Strict mode recap

Jon Zeppieri jaz at
Fri Apr 11 10:05:16 PDT 2008

On Fri, Apr 11, 2008 at 12:17 PM, Lars Hansen <lhansen at> wrote:
>  One motivation is that programmers are likely to prefer the Java-like
>  syntax where the namespace (in its role as access control) shows
>  up early:
>   public var count =
>   private var key =
>  I really think this is the "right" syntax for variables.  The syntax
>   var private::key, private::foo, public::x, private::bar;
>  is certainly workable and unambiguous but
>   public var x;
>   private var key, foo, bar;
>  works better for me, because the access control is visible and
>  separated from the names, because each phrase is shorter, and
>  because I'm guaranteed to separate my privates from my publics.

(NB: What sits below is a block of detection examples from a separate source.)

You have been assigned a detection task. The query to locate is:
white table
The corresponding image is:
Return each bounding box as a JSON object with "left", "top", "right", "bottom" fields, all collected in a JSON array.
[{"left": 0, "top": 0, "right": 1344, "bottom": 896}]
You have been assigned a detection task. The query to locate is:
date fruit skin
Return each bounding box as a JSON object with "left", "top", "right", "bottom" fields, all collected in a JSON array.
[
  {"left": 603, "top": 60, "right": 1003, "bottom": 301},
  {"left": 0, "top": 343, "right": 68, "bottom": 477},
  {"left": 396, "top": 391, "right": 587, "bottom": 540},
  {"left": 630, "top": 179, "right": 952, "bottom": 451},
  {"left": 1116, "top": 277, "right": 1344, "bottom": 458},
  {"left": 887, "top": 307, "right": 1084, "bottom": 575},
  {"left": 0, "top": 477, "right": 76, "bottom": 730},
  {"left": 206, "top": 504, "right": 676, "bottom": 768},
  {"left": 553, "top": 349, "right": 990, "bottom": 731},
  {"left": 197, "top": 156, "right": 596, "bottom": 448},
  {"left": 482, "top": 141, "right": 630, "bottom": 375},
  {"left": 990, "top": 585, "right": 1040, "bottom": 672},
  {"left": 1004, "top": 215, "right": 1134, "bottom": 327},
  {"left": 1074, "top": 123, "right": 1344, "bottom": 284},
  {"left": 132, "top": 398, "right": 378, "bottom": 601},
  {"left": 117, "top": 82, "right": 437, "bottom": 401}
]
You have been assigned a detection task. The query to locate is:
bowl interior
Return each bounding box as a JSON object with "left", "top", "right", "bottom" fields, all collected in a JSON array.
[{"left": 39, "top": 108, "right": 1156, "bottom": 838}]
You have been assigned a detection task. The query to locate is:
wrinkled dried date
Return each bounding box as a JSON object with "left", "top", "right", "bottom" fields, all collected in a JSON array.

Yep, I agree with this, too.  I certainly wouldn't want to mandate

    var public::x

in classes and wouldn't really want to write it myself.  But there's
some value in having a single, canonical syntactic form that will work
everywhere.  (If ES5 adds some kind of macro system, it would be more

>  Classes are sort of funny since you can consider a property name
>  in a class both as a property on the instance ( but also
>  just as a scoped variable, inside all the methods of the class.
>  If you're *really* into Java the former case disappears completely
>  because  there will be getter/setter pairs for everything ;) so the
>  "scoped variable" case is completely dominant.  I'm not sure
>  that's wrong, and I think a variable declaration syntax is
>  more natural than an object property syntax.

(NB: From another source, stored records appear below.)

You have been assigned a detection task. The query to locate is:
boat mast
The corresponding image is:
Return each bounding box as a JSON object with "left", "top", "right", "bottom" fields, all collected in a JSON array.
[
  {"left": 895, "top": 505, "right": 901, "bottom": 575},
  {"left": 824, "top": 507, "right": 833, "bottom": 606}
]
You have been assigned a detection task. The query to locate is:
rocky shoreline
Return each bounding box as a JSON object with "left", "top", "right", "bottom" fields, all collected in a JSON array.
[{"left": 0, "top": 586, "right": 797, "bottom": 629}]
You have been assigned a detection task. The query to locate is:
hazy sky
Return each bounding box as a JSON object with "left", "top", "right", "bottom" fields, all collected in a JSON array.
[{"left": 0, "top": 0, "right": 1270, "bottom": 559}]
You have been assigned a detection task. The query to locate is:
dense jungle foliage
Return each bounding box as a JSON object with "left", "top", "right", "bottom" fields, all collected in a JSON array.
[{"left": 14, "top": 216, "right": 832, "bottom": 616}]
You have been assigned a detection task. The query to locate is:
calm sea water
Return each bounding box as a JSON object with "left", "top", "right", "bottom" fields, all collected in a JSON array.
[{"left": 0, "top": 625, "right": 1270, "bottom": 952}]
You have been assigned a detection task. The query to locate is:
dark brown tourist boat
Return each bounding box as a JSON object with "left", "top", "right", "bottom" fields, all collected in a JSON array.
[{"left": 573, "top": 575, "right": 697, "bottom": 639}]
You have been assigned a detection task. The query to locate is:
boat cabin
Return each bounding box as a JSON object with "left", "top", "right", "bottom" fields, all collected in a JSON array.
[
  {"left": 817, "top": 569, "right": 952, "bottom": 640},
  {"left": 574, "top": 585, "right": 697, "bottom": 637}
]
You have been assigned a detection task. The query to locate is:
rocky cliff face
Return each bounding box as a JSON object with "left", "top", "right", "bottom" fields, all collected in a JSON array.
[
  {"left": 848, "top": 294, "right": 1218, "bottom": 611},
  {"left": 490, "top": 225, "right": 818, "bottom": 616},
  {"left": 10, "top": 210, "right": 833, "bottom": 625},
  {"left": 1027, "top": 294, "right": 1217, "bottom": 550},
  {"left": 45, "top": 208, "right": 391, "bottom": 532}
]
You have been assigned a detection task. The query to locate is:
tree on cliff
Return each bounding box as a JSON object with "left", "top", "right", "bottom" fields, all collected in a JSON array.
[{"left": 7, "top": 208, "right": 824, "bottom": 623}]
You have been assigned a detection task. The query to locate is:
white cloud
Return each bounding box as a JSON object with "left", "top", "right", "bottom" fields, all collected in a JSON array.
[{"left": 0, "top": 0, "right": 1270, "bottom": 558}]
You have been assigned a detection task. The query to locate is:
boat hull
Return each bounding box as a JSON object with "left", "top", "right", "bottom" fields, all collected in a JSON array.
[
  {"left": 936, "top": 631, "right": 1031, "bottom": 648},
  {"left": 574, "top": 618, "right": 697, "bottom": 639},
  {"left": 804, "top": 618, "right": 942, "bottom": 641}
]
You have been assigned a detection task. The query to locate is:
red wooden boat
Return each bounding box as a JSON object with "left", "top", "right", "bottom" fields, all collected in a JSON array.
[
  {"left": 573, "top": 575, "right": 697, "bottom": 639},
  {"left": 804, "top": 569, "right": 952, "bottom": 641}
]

I agree with you on the natural syntax.  I'm not too sure, however,
that the property name/scoped variable thing is much more than a
visual pun.  (It would be different if classes were specified as
closure creation sugar.)  In

    class A {
        public var x;

        public function getX() x

I tend to think of the reference to 'x' as an elliptical form of
'this.x'.  And then there is

    class A {
        public var x;

        public static function brokenGetX() x

... where the "scoped variable" analogy doesn't work.